Given symmetric monoidal $\infty$-categories $A, B, C$ and lax symmetric monoidal maps $F:A\to C$, $G:B\to C$, I am curious if the pullback (when I say pullback here I will really mean homotopy pullback) of $F$ along $G$ is necessarily lax symmetric monoidal in a natural way? The pullback is necessarily an $\infty$-operad still, but it doesn't seem immediately clear that one can still get cocartesian lifts of all morphisms, not just inert ones.

I am sort of curious if there is an $\infty$-cosmos (in the sense of Riehl-Verity) of symmetric monoidal $\infty$-categories with lax symmetric monoidal maps. If there were, one could just define it as cosmologically embedded in $\infty$-operads, full on the underlying simplicial categories. This would work if symmetric monoidal $\infty$-categories were stable under pullback along isofibrations in $\infty$-operads (which should be equivalent to the above question). I suspect this would be false, but I can't think of a counterexample.

Best Answer

Oops, this is actually not hard, just using 1-categories. Explicitly, take two maps from the terminal category to Ab, one landing in $\mathbb{Z}$, one landing in 0, both are lax symmetric monoidal. The pullback (after replacing the first map by an equivalent isofibration but we can mostly ignore this technicality) is empty so not a symmetric monoidal $\infty$-category (where it would be an ordinary category anyways). So indeed, symmetric monoidal $\infty$-categories with lax symmetric monoidal functors do not form an $\infty$-cosmos.

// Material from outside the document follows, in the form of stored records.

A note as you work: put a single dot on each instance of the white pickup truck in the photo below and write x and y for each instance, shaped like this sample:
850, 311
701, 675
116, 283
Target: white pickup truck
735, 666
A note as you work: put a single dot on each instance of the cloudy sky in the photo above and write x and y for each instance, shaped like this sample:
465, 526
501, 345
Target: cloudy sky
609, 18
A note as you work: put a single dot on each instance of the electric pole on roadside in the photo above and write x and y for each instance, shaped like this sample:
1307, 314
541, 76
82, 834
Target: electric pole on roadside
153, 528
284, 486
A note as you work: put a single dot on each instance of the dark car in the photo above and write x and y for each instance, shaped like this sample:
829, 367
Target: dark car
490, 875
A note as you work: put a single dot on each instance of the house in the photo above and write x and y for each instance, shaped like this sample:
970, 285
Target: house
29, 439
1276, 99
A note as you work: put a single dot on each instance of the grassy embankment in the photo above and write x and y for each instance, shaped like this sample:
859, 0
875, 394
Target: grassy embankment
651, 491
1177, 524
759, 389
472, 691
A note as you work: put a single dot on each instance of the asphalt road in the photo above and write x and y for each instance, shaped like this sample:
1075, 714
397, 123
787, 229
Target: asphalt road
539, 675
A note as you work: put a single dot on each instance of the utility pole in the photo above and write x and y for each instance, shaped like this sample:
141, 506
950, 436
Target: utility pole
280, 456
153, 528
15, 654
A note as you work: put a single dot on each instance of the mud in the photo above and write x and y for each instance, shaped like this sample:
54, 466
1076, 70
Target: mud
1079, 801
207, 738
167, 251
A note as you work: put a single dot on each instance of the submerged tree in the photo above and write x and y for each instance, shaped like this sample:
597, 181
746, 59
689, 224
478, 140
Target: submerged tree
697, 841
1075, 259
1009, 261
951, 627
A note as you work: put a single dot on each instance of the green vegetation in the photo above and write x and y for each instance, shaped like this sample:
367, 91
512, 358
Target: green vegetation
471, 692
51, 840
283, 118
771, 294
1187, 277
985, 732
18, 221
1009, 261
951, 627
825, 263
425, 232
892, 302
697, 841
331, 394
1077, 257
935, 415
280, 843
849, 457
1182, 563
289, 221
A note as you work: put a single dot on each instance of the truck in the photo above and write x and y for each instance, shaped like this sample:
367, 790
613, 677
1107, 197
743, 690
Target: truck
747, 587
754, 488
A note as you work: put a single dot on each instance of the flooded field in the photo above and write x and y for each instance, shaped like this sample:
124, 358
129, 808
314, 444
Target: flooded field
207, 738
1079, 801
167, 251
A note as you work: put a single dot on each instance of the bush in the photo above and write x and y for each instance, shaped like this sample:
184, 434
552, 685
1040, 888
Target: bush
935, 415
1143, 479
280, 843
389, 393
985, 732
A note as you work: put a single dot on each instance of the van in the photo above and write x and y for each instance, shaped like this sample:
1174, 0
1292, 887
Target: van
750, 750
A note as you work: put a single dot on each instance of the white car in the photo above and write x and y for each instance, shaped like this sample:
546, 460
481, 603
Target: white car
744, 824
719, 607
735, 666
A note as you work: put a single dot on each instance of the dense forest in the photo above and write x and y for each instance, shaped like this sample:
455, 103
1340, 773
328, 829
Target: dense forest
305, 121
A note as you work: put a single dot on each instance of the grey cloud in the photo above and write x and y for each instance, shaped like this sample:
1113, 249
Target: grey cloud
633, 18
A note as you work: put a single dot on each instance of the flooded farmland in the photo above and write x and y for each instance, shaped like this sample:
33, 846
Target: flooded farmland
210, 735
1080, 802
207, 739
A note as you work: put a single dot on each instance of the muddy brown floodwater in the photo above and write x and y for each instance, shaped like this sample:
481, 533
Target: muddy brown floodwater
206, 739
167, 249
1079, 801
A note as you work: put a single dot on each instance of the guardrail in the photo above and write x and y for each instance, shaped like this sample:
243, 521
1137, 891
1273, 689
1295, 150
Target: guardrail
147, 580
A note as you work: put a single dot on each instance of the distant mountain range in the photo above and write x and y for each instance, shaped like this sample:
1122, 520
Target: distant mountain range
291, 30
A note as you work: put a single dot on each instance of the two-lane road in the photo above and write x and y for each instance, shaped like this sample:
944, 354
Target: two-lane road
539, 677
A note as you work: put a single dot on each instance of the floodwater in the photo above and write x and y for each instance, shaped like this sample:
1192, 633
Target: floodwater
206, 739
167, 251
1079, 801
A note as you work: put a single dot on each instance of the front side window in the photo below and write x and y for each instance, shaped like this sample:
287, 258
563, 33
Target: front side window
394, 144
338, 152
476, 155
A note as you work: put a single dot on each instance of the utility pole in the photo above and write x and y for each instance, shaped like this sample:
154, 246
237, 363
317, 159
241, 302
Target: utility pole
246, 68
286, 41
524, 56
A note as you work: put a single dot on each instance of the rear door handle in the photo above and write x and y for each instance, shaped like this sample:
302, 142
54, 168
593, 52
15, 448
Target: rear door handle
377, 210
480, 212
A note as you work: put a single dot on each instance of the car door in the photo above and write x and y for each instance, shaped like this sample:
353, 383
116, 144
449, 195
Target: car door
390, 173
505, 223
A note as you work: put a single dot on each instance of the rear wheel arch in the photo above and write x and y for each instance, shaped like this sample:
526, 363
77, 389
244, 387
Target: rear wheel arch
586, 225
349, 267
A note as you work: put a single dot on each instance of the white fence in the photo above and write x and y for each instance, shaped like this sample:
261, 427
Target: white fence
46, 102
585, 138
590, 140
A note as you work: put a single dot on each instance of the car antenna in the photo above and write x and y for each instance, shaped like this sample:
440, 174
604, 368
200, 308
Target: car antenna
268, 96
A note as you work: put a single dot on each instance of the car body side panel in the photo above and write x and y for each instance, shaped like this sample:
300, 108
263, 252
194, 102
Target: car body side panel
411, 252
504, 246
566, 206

Though, if we are pulling back $(G,F):C\to A\times B$ along a two-sided fibration $(p_1,p_0):D\to A\times B$ from $A$ to $B$ (which is to say, $p_1$ is cocartesian, $p_0$ is cartesian and lifts are compatible), where $p_1,p_0,$ and $F$ are symmetric monoidal, while $G$ is lax symmetric monoidal, this should work. This case can be used to show that cyclotomic spectra are symmetric monoidal, for example.